George glanced nervously at his brother, and the skinnier dachshund looked away huffily.  George looked back at the captain and signed, “We’re in.  My brother is worried about how our mother will take the news, but he knows we need to do this.”

“Is that right?” Kipper asked, pinning Freddy with a questioning look.

The skinny dachshund nodded, once quickly.  He didn’t expand on what his brother had said for him.

Katasha drew a deep breath and said, “That’s what I’m worried about — how my boyfriend will take the news.  I wish I could have warned him.  Instead…”

“He’ll hear it on the news, not from you,” Kipper said, completing the thought.  “I know.  I’m sorry about that.  But if the slightest whisper of our plans had gotten out ahead of time…”

“You’d have been thrown in jail, and President Truman would have thrown away the key,” Amelia grumbled.  “You’re committing sedition right now.  And if it goes the way it looks like it’s going, you’ll all be committing treason.”

That’s when Trugger burst into the room, gliding like an arrow, and said, “Treason, like a parrot’s tears, is in the eye of the beholder.”

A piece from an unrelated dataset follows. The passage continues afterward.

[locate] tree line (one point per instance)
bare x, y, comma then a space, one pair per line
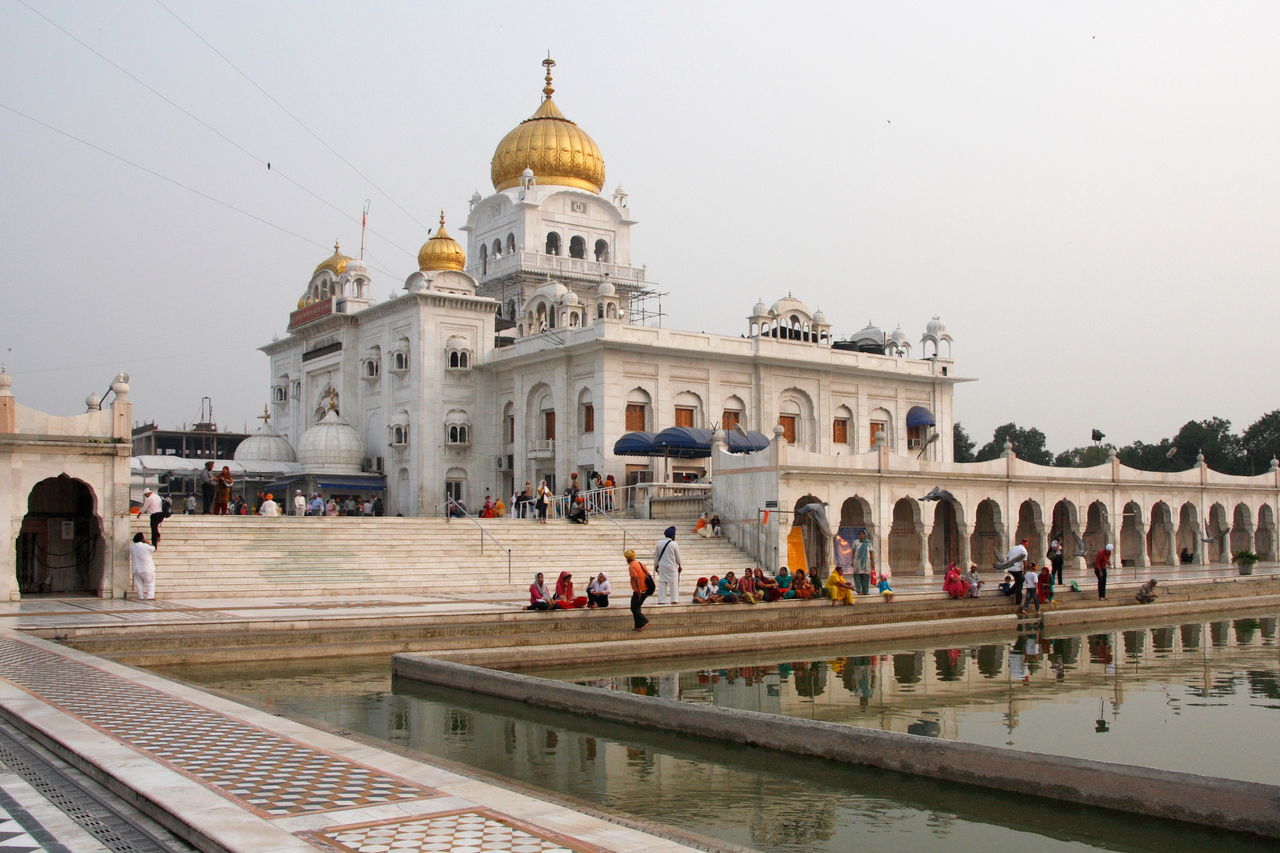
1247, 452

“Are the tears… not in the parrot’s eyes?” Katasha asked.

“Do parrots even cry?” Yvette squeaked.

Kipper just sighed.  She’d clearly known Trugger the longest.  She was used to him.

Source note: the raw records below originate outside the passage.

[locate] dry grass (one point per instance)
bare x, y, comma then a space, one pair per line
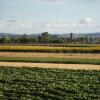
49, 65
50, 55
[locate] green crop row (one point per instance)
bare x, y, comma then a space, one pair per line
51, 60
48, 84
95, 49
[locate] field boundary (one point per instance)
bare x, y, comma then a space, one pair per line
51, 65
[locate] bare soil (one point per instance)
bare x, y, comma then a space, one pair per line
50, 55
51, 65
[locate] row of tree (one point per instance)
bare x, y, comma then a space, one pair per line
45, 37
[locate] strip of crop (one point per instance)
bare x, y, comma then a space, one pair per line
51, 60
95, 49
48, 84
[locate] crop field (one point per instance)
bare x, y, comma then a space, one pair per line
59, 49
48, 84
51, 60
50, 55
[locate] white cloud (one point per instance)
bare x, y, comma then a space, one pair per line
30, 27
87, 20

“Parakeets cry when feathers line the passage of time.”  Trugger said, becoming even more arcane.  He whipped himself around in a curlicue, ending up floating above the table, between all the mammals seated at it and Obsidian still clinging to the windowed ceiling with his sucker disks.

“You’ve switched from parrots to parakeets,” Katasha irritably observed, ears skewing in a complicated dance.  “You know they’re different right?”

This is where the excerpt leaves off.